Heh, to be as clear as possible, there were 4 questions in the OP and several 
follow-up questions, summarized below.  I think the additional ideas on 
computation were (mostly) addressing the follow-up questions, particularly the 
_exploration_ of the idea that not all inference is computational.  But those 
additional ideas also address the OP question #2 to some extent.  We have 1 
answer to OP #1 from Dave.

On 07/02/2016 08:30 AM, Nick Thompson wrote:> Dear Friammers,
> 1.       Has anybody read this book?
> 2.       Do you understand it?
> 3.       WTF is an Accept State?
> 4.       And why is it called an “Accept State?”

On 07/05/2016 06:25 PM, Nick Thompson wrote:
> If one has to use an “artificial” stop rule such as “quit when you get to the 
> tenth decimal point”, is such a problem deemed “computable” or 
> “non-computable”?  Can one “compute” the square root of two? 

On 07/06/2016 11:33 AM, Nick Thompson wrote:> Thanks, Glen,
> I assume that the following is NOT a program in your sense.
> ;;Compute the sum of 2 and 2;;.
> Begin
> Ask Dad, "Dad, what is the sum of 2 and 2?
> Dad says, "Four"
> Four
> End.  
> It is, however, an algorithm, right? 

On 07/06/2016 12:05 PM, Nick Thompson wrote:
> I guess what I was fishing for is some sort of exploration of the idea that 
> not all procedures for arriving at answers are computations.   

On 07/07/2016 11:32 AM, Stephen Guerin wrote:
> Nick,
> 
> Owen asks:
>> has the OP (original post) been satisfied?  
> 
> Has the this email thread answered your original question what an Accept 
> state is? And why it is called an Accept state?
> 
> Are we in an accept or reject state. Or like many threads is this non-halting?

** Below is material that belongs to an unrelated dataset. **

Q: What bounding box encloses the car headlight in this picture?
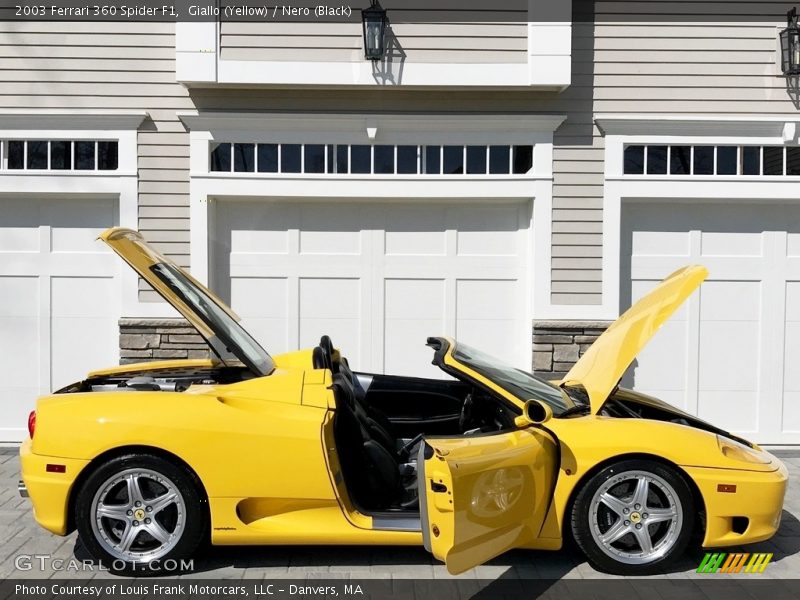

> On Thu, Jul 7, 2016 at 8:10 AM, Owen Densmore <o...@backspaces.net 
> <mailto:o...@backspaces.net>> wrote:
>> 
>>     Just to calibrate: has the OP been satisfied? 
>> 
>>     I *think* so, we discussed FSM's discussing their input string and their 
>> final state and whether that was the designated accept state.
>> 
>>     And tho a Turing Machine is more than a FSM, the vocabulary of states, 
>> input strings and so on should answer the OP.
>> 
>>     I'm not sure the additional ideas on computation were coherent enough to 
>> add to his interest, but then, knowing Nick, I could be wrong!
>> 
>>     Hope the book reading is progressing with success, given our help.